The scheduling algorithm is further enhanced to support client persistency. When this feature (also called the sticky bit) is enabled, a specific client will be bound to a particular server within the cluster. Some services such as SSL- enabled services require authentication each time a new client connects to the server. Without persistency, each time the client connects to a different server within the cluster, the user is prompted to re-enter their password.
Turbolinux Cluster LoadBalancer 10 provides three different ways to forward traffic from the cluster manager to the nodes. These are:
Direct forwarding
Tunneling
NAT
2.4.1.1. Direct Forwarding
Direct forwarding can be used when the ATM and the cluster node are attached to the same network segment or subnet. Packets forwarded using this method are sent directly to the MAC address of the cluster node. The IP packet is not modified at all; the cluster node will see it exactly as it arrived at the ATM.
This is the preferred method, because it is the fastest and has the least overhead.
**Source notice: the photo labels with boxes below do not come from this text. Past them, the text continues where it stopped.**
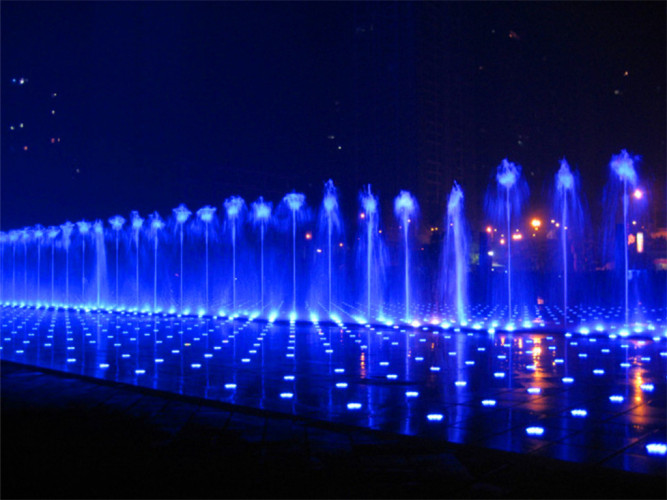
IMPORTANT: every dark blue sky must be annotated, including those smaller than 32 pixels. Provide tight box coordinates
[1,2,666,229]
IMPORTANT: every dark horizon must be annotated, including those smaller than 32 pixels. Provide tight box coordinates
[0,2,667,230]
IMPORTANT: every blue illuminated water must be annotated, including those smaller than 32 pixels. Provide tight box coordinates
[0,307,667,474]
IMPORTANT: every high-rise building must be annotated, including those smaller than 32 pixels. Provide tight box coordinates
[351,2,483,243]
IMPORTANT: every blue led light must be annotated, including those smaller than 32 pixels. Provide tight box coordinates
[646,443,667,456]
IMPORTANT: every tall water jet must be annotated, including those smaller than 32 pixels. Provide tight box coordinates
[9,231,19,302]
[109,215,125,307]
[174,203,192,312]
[21,227,30,302]
[359,184,379,321]
[93,220,106,309]
[442,182,468,325]
[60,221,74,305]
[556,158,582,326]
[130,211,144,311]
[283,193,306,313]
[487,158,528,322]
[0,231,7,304]
[76,220,90,304]
[252,196,273,311]
[322,179,340,315]
[225,196,245,312]
[197,205,216,311]
[394,191,418,322]
[150,212,164,312]
[46,226,60,305]
[33,224,44,304]
[609,149,639,325]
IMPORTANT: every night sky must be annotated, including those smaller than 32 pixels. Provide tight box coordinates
[1,1,667,230]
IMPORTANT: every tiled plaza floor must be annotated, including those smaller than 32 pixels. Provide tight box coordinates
[0,361,667,498]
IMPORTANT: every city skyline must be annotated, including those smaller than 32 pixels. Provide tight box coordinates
[2,2,665,234]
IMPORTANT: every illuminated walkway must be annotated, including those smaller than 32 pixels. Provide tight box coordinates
[2,362,666,498]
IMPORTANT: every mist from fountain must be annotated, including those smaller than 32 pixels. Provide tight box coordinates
[197,205,216,311]
[224,196,245,312]
[555,158,583,326]
[394,191,419,322]
[252,196,273,312]
[60,221,74,305]
[283,193,306,315]
[150,212,164,311]
[609,149,639,325]
[174,203,192,312]
[442,182,468,326]
[130,211,144,310]
[486,158,528,323]
[109,215,125,307]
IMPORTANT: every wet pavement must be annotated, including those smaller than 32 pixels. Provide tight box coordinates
[1,308,667,497]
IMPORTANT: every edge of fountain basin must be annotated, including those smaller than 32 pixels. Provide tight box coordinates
[0,304,665,340]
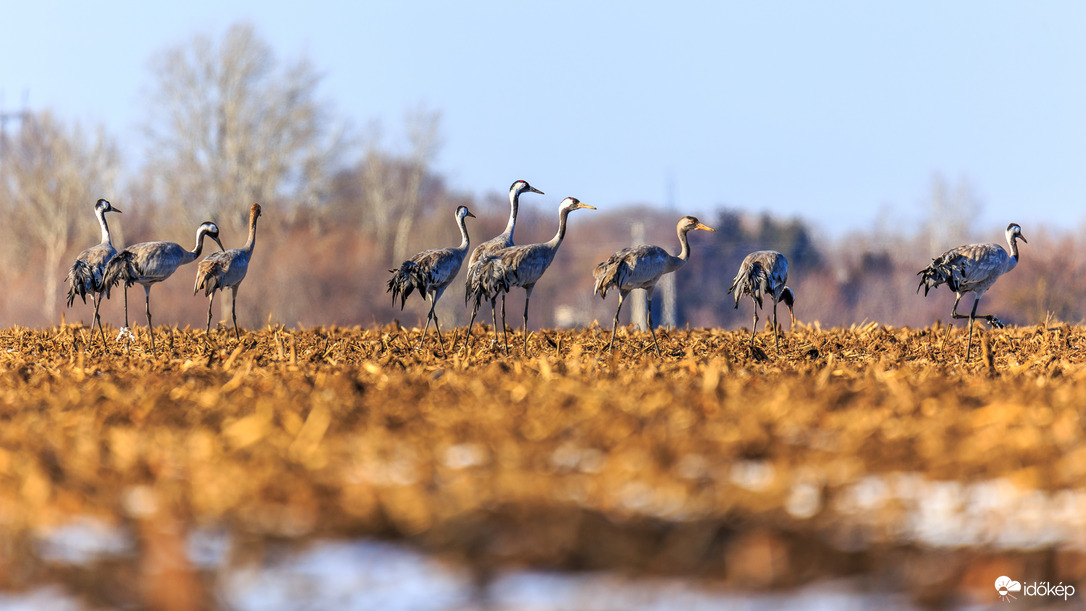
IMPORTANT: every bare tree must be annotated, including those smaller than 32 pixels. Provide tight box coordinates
[925,174,984,257]
[140,24,343,329]
[0,112,118,320]
[147,24,342,233]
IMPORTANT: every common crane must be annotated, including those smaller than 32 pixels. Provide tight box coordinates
[917,222,1028,361]
[105,220,226,353]
[386,206,476,355]
[464,180,544,347]
[728,251,796,352]
[67,200,121,351]
[592,216,716,355]
[472,198,596,353]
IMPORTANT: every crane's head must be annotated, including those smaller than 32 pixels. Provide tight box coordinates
[679,216,716,233]
[1007,222,1030,244]
[781,287,796,327]
[558,198,596,212]
[94,200,121,214]
[197,220,226,251]
[509,180,543,195]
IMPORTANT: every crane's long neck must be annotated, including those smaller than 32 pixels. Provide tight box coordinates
[94,209,113,246]
[502,190,520,239]
[456,216,471,253]
[546,208,569,251]
[241,214,257,253]
[188,229,204,260]
[675,229,690,263]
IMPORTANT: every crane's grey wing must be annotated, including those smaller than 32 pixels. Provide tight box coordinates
[464,236,513,305]
[917,243,1012,295]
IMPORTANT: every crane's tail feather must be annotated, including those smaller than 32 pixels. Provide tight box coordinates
[917,256,964,296]
[728,263,769,308]
[384,260,426,309]
[102,251,142,298]
[592,253,630,298]
[192,259,226,297]
[468,256,516,307]
[67,260,91,307]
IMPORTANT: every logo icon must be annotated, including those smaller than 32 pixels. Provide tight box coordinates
[996,575,1022,601]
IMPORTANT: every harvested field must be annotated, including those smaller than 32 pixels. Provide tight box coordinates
[0,323,1086,608]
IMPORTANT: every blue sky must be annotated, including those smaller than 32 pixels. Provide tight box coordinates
[0,0,1086,239]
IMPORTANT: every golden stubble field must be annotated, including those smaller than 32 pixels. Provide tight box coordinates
[0,323,1086,608]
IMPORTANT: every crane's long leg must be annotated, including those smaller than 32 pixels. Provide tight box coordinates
[645,289,661,356]
[490,295,509,354]
[750,297,758,348]
[143,287,155,354]
[207,291,215,339]
[950,294,1003,361]
[502,293,509,349]
[519,287,535,356]
[415,302,433,351]
[607,290,630,352]
[430,300,449,358]
[773,300,781,354]
[464,303,479,351]
[230,284,241,344]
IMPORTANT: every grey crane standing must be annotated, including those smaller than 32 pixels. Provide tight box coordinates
[476,198,596,353]
[386,206,475,355]
[728,251,796,352]
[917,222,1028,361]
[592,216,716,355]
[464,180,543,347]
[67,200,121,349]
[105,220,226,353]
[192,204,261,342]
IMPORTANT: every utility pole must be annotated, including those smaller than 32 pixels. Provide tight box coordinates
[627,220,648,331]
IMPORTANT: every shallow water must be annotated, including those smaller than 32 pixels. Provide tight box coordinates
[19,471,1086,611]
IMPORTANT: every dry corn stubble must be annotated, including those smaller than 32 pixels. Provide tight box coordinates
[0,323,1086,603]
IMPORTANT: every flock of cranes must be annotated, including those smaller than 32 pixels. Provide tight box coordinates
[67,200,261,353]
[67,180,1026,360]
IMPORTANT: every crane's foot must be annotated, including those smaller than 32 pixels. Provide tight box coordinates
[116,327,136,343]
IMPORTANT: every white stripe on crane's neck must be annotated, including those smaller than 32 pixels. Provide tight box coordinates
[94,206,113,246]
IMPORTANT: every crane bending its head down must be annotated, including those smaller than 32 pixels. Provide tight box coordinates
[917,222,1028,361]
[592,216,716,355]
[728,251,796,352]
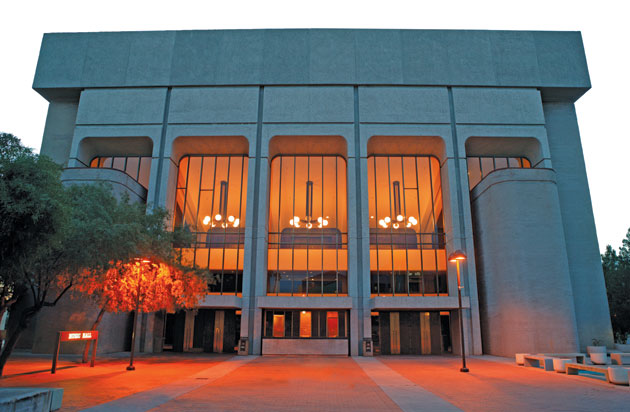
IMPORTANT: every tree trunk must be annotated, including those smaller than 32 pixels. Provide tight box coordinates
[81,307,105,363]
[0,306,41,377]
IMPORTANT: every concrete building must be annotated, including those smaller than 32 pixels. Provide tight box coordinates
[30,30,612,356]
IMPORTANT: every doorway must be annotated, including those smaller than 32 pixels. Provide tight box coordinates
[372,311,451,355]
[164,308,240,353]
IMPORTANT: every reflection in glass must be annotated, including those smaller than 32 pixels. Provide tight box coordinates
[174,155,248,294]
[368,155,448,296]
[267,155,348,296]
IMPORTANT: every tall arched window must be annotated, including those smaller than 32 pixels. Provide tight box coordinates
[368,155,448,296]
[175,155,248,294]
[267,155,348,296]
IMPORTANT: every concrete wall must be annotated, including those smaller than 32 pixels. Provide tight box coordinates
[61,167,147,203]
[262,339,348,356]
[32,296,131,354]
[33,30,610,355]
[33,29,590,99]
[471,169,578,357]
[39,101,78,166]
[544,103,614,351]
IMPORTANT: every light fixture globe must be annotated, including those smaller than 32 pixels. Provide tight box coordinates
[448,249,466,262]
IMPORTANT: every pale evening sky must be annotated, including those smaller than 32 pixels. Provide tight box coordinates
[0,0,630,250]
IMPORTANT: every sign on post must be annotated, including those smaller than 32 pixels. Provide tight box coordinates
[50,330,98,373]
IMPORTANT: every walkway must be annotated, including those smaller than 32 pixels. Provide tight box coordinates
[0,354,630,412]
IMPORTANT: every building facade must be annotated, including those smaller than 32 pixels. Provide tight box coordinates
[32,30,612,356]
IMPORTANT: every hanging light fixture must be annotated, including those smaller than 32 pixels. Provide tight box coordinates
[378,180,418,229]
[203,180,241,228]
[289,180,328,229]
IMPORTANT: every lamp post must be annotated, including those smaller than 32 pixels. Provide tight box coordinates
[448,250,468,372]
[127,259,151,371]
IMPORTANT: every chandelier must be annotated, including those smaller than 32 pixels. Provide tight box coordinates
[378,180,418,229]
[203,180,241,228]
[289,180,329,229]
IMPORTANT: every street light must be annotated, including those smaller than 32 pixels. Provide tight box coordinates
[448,250,468,372]
[127,258,151,371]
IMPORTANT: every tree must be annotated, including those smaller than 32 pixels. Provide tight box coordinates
[602,229,630,343]
[84,256,208,370]
[0,134,195,376]
[76,214,208,363]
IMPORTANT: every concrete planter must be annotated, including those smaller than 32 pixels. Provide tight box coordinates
[608,367,628,385]
[615,343,630,353]
[586,346,606,356]
[591,352,608,365]
[515,353,529,365]
[553,358,571,373]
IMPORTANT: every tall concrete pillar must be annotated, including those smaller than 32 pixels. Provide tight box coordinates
[471,169,578,357]
[543,102,613,350]
[40,101,79,166]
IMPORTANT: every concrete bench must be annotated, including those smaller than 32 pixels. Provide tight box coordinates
[591,352,608,365]
[610,353,630,365]
[540,353,586,363]
[565,363,628,385]
[523,355,553,371]
[514,353,529,365]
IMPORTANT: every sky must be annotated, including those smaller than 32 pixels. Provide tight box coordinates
[0,0,630,251]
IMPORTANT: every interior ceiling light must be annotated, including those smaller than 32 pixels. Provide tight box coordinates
[289,180,329,229]
[203,180,241,228]
[378,180,418,229]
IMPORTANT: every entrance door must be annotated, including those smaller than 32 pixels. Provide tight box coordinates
[372,311,450,355]
[212,310,225,353]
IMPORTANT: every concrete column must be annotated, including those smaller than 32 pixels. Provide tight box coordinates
[471,169,578,357]
[543,102,613,350]
[442,157,483,355]
[251,157,269,355]
[39,101,79,167]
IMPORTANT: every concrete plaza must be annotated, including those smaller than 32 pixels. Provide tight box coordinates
[0,354,630,412]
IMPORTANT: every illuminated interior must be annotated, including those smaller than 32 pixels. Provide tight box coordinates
[267,155,348,296]
[467,156,532,190]
[174,155,248,295]
[264,309,348,339]
[368,155,448,296]
[90,156,151,189]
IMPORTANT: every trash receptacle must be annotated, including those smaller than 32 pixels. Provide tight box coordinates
[363,338,374,356]
[238,336,249,355]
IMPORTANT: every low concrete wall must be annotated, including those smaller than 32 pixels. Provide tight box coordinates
[0,388,63,412]
[263,339,348,356]
[61,167,147,203]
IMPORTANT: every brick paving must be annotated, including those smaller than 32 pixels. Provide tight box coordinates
[378,356,630,412]
[152,356,400,412]
[0,353,231,412]
[0,354,630,412]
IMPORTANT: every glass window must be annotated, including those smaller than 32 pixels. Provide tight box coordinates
[273,314,284,338]
[175,155,248,295]
[326,312,339,338]
[300,310,312,338]
[264,309,348,339]
[267,155,348,296]
[90,156,151,189]
[467,156,532,190]
[368,155,448,296]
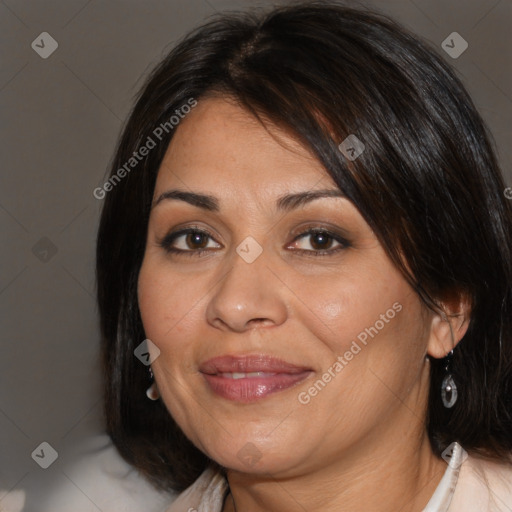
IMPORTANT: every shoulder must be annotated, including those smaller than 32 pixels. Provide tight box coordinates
[449,455,512,512]
[165,467,228,512]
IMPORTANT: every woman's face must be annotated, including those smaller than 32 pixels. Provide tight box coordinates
[139,98,431,476]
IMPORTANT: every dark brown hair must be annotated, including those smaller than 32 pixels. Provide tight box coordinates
[97,2,512,490]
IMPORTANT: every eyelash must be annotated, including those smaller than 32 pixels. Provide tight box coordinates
[157,227,350,257]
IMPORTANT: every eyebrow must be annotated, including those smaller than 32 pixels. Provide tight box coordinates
[151,189,346,212]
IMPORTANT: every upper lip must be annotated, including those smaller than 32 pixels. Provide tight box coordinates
[199,354,311,375]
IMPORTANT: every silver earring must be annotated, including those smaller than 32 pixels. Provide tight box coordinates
[146,366,160,400]
[441,350,458,409]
The direct forwarding method also has the advantage that outbound traffic (responses being returned to the client) does not need to be sent through the ATM; reply packets are sent directly out to their destination.
2.4.1.2. Tunneling
If a cluster node is not located on the same segment as the ATMs, you can use the tunneling forwarding mechanism. Tunneling is a way to encapsulate IP packets within other network traffic. It is used to make a virtual direct connection between two systems. With this point-to-point connection, you can be sure that the packet will arrive on the cluster node via the virtual connection.
The tunneling method only works with Linux and UNIX systems. It uses the IP-IP kernel module to create the point-to-point connection between the traffic manager and the cluster node. The kernel in use on the cluster node must be configured to have IP tunneling support. The kernel supplied with Turbolinux 10 Server has this support built in, and the Cluster Server daemon can automatically configure both ends of the link for you. You can also set up the tunnel interfaces yourself, establishing the point-to-point connection by hand.
The encapsulation process introduces some overhead that will reduce performance somewhat as opposed to the direct forwarding method. Like the NAT forwarding method, outbound packets do not need to be sent through the ATM; they will be sent directly from the cluster node to the client.
 | The IP tunneling used in Turbolinux Cluster LoadBalancer 10 is not encrypted, so it is possible for others to intercept any packets traveling from the traffic manager to the nodes. If you need to add nodes that are outside your LAN, you should implement a Virtual Private Network (VPN) in order to secure data transmission. |
2.4.1.3. NAT
NAT is an abbreviation for Network Address Translation. It is often used to hide a private network behind a firewall connected to the Internet. Defined in RFC 1631, NAT was designed to help mitigate the rapid depletion of the IP address space.
The NAT box sits between the private network and the public network. It modifies outbound packets from the private network to make them appear to have come from the NAT box itself. When packets are sent to the NAT box, it determines which system on the internal network the packet should go to. It normally does this by keeping a table of connections that have been initiated. For each connection made by a client on the private side, the table directs replies to be sent to that client. The version of NAT used by the ipchains or iptables package on Linux is sometimes called IP masquerading.
If the operation of NAT sounds familiar, that's because it works much like a cluster traffic manager. Although NAT is normally used to hide client systems, it is used to hide servers when used in a cluster. This difference is important, because it changes the way the connection table is used. In Turbolinux Cluster LoadBalancer 10, the NAT method uses the same connection table that is used by the other two traffic forwarding methods.
NAT simplifies configuration, because you do not need to make any special configuration changes to the cluster nodes themselves. All you have to do is make sure that the cluster nodes are on the "internal" subnet, and have their default gateway set to the NAT gateway address defined in the cluster configuration file. NAT also provides some added security, because the cluster nodes cannot be accessed directly from the outside. The downside is that NAT has slightly reduced performance, because all outbound traffic must go through the NAT box and the address translation process.